I’m working on a project and trying to understand the best approach for running inference on 3 (or more) camera streams, or from a single high-resolution camera (4K or 8K). I’m using the D-FINE model, which I converted to ONNX using the provided export_onnx.py script. I then converted the ONNX model into a TensorRT engine using trtexec.
Multiple cameras
From what I read, batching is the preferred way to optimize inference when using multiple camera streams. However, while reading about batching, I also came across Dynamic Shapes, and I’m not entirely sure whether Dynamic Shapes are the same thing as batching. If not, what’s the difference?

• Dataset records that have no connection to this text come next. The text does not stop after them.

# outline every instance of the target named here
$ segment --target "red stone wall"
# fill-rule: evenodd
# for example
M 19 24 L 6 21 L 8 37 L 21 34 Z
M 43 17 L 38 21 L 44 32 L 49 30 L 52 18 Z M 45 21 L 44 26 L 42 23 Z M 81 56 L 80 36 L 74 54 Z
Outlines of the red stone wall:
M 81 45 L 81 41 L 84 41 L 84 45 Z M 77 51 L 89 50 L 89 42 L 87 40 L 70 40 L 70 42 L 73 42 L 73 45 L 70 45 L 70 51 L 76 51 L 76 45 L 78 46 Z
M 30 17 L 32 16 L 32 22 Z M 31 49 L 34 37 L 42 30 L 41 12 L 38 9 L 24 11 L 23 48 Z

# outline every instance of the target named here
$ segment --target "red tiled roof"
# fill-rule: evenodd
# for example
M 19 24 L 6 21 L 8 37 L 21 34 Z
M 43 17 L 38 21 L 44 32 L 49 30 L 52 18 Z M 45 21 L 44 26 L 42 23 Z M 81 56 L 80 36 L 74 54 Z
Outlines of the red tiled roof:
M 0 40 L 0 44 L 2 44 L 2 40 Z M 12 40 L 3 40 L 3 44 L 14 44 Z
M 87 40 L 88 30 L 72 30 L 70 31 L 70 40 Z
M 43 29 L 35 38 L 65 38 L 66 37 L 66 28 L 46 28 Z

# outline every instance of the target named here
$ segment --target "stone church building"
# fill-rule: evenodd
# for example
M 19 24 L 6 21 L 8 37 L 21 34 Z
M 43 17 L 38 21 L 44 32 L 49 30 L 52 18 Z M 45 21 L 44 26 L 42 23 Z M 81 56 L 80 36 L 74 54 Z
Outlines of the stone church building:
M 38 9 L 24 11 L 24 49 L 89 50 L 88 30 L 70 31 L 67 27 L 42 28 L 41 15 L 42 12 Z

I also have a question about how buffers should be provided to the engine. From my understanding, even when using 3, 4, or more cameras, I should still feed a single pointer/buffer into the engine, where that buffer contains the data for all camera frames.
For example, if I have 3 cameras, should I place the 3 frames into one contiguous buffer and then run inference using that single buffer? Or is there also an API that allows me to feed multiple independent sources into the engine at once?
One large-resolution stream
This is somewhat similar to the multiple-camera question above, but in this case I receive a single video frame with a resolution of, for example, 3840 × 2160.
The object detection model I’m using (D-FINE) only accepts 640 × 640 images, so I was thinking about slicing the large frame into multiple 640 × 640 tiles and feeding those into the engine. The reason I want to slice instead of scaling is because the camera is ceiling-mounted and positioned far away from the floor, so scaling the full frame down would likely make objects too small to detect reliably.
What I’m unsure about is how these slices should be provided to the engine in the most optimized way. Is batching the correct approach here as well?
Fixed input size
Are there additional optimizations I could apply when I know exactly how many camera streams will be fed into the engine?
Thanks!